Denn die Schützlinge von Bill Stewart blieben weiter am Drücker, kämpften um jeden Puck, gewannen die meisten Zweikämpfe und zeigten den richtigen Zug zum Tor. So konnten René Kramer (31.) im Powerplay und der junge Kölner Förderlizenzspieler Eric Valentin (35.) das Polster bis zur zweiten Pause sogar auf 5:1 erhöhen. Doch auch im Schlussabschnitt gaben sich die Hausherren noch nicht zufrieden.
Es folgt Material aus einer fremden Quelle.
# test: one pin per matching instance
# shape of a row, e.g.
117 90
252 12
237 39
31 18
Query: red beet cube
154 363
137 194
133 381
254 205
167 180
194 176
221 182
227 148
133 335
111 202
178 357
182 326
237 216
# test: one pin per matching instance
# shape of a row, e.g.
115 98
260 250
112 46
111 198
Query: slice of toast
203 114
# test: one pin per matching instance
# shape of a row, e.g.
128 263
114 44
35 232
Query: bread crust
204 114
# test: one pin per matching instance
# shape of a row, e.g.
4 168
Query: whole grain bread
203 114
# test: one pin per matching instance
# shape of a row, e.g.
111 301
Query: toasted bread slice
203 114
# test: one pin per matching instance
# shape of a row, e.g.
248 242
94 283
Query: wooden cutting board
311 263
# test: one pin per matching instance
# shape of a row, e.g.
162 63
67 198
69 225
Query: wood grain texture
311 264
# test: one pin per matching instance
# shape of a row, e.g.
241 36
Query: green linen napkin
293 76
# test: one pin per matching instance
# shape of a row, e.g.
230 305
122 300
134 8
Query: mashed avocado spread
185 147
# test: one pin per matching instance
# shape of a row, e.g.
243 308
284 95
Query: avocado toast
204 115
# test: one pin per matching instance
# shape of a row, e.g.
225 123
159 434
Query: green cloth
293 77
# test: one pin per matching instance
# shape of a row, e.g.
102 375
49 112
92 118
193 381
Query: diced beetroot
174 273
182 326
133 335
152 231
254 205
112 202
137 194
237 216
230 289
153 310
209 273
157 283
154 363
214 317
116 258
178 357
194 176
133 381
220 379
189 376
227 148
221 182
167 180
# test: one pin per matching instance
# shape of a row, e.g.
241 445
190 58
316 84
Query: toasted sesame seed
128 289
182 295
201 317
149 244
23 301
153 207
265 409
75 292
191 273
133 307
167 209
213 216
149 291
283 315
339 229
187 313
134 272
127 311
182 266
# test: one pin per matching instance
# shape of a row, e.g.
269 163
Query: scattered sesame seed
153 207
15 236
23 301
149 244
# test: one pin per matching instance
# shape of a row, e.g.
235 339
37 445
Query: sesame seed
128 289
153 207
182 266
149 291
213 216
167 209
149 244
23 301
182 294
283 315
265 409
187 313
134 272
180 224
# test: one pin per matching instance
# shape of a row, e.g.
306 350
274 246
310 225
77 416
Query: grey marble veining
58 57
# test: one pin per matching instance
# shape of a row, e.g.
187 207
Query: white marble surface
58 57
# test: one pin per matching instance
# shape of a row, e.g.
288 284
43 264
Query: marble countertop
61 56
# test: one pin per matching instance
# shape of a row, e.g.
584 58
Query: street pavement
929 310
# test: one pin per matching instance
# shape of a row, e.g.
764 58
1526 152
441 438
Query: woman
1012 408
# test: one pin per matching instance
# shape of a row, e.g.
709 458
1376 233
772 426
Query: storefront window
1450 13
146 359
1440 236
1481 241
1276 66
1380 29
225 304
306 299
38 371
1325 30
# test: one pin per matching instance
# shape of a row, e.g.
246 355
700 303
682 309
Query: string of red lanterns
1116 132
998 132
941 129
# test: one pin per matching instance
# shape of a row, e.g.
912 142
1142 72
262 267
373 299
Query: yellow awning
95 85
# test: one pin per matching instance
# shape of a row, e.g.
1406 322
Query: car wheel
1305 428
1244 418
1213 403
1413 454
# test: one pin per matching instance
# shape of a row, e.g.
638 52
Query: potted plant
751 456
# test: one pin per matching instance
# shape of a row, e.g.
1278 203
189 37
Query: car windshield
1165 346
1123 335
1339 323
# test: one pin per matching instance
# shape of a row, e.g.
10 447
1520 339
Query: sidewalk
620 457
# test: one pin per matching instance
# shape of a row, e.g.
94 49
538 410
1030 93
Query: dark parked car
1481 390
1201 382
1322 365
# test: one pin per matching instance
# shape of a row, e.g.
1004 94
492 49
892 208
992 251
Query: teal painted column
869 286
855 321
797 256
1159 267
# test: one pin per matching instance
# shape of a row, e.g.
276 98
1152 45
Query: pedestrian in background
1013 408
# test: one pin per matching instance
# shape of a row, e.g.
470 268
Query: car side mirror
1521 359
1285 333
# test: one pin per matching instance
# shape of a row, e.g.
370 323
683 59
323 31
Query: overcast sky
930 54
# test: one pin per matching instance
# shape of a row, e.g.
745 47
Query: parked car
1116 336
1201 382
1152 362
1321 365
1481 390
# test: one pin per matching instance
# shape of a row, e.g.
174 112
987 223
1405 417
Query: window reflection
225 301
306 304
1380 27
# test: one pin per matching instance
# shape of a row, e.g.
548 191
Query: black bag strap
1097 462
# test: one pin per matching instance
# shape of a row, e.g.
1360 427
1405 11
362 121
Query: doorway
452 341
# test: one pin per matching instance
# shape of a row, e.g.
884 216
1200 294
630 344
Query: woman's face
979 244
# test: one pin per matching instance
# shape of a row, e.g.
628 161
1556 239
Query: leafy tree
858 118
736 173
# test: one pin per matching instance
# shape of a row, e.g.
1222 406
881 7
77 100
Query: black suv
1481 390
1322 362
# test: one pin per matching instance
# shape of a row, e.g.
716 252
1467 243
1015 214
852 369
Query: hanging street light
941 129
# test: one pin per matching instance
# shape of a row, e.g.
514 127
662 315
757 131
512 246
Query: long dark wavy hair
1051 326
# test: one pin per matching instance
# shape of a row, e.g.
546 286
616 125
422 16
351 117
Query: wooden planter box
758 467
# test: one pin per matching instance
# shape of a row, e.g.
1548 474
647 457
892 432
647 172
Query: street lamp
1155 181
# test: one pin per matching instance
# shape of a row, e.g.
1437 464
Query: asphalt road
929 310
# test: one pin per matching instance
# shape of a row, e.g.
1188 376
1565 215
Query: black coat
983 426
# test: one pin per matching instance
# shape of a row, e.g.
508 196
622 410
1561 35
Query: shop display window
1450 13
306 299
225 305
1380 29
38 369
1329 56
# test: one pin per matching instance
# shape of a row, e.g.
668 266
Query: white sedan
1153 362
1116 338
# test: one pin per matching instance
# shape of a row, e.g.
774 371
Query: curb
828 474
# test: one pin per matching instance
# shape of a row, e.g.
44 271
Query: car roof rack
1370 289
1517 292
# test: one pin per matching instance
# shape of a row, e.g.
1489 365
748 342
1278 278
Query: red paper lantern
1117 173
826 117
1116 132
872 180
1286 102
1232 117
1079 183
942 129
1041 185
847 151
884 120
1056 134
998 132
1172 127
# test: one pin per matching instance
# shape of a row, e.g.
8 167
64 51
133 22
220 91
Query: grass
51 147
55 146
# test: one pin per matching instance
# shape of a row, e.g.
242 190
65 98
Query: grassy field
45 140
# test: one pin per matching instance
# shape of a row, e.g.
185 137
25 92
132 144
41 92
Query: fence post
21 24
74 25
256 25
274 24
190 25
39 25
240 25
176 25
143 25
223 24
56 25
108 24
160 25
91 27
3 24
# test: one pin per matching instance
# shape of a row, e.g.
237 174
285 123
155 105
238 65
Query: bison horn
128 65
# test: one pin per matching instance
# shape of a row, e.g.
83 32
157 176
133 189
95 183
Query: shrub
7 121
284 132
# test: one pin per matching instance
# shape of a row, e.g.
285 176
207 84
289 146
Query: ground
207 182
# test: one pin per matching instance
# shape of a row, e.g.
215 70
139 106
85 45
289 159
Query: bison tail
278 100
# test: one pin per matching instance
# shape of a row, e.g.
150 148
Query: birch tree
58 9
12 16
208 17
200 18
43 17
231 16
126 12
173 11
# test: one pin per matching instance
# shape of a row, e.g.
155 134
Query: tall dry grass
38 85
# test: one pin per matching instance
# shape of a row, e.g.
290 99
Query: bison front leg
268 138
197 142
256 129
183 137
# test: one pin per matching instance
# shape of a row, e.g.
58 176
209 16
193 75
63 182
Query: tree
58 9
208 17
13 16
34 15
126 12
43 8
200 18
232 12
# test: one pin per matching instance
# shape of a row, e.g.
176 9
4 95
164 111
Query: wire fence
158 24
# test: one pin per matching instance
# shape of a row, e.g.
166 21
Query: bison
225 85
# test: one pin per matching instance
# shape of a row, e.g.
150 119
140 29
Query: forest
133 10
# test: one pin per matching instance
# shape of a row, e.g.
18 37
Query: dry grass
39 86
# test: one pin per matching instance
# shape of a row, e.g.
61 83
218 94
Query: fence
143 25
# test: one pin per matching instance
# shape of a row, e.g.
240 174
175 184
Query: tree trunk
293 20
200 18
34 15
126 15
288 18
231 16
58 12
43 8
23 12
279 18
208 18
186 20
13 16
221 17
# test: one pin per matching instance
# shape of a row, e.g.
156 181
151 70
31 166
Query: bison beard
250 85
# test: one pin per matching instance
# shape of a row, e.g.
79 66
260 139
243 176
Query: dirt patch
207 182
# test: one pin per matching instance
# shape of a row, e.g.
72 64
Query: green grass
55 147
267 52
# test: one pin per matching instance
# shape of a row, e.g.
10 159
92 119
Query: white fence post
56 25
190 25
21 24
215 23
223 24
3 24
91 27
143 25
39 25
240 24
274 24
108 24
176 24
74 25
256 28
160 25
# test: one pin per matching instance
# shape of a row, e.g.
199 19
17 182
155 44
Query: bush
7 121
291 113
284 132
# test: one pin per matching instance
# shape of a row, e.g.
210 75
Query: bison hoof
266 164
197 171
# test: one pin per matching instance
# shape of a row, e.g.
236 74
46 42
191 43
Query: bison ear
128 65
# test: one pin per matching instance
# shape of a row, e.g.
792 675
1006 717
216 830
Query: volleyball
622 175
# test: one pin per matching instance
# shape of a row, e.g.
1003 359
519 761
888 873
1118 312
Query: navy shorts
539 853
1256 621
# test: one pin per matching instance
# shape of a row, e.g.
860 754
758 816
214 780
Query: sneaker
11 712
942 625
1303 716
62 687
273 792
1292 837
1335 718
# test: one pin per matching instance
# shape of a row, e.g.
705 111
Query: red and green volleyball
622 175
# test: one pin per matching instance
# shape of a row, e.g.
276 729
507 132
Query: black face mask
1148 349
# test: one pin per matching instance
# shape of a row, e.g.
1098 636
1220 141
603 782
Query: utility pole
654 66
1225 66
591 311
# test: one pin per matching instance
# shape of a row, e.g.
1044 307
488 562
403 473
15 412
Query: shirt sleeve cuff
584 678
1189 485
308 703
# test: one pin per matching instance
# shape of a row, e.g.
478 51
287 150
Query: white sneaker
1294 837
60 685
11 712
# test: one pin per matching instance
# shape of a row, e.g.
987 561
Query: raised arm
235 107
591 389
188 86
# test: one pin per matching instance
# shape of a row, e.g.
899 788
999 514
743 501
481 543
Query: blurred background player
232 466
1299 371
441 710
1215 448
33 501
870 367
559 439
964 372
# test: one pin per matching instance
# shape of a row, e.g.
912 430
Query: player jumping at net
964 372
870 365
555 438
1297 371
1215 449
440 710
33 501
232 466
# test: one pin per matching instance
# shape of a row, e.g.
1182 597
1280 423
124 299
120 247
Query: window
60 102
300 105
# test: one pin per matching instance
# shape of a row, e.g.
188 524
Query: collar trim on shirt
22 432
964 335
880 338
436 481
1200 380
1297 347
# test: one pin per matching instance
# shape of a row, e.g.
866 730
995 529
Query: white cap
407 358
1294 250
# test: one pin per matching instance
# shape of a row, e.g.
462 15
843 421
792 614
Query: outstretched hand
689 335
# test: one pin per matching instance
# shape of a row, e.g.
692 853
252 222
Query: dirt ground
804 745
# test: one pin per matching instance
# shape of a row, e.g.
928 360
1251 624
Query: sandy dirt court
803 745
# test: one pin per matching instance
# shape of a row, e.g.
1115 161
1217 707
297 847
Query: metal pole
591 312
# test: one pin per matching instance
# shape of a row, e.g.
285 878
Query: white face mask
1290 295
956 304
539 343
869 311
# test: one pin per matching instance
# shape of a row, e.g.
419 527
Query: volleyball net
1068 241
Nach schöner Vorarbeit von Marius Garten und Kapitän Marcel Rodman sorgte Brendan Cook in der 42. Minute für das 6:1 und Alexander Höller beendete mit dem 7:1 (55.) den Torreigen.

Am Freitag hatten die Elbestädter ziemlich viel Pech. Erst standen sie vor Erfurt lange im Stau, dann funktionierte in Bad Nauheim die Eismaschine nicht. So begann die Partie erst nach 21.15 Uhr. Die Gastgeber gingen im ersten Drittel mit zwei Treffern in Führung. Dominik Grafenthin gelang zwar im zweiten Abschnitt der Anschluss, aber die Teufel konterten und so blieb es am Ende bei einer Niederlage.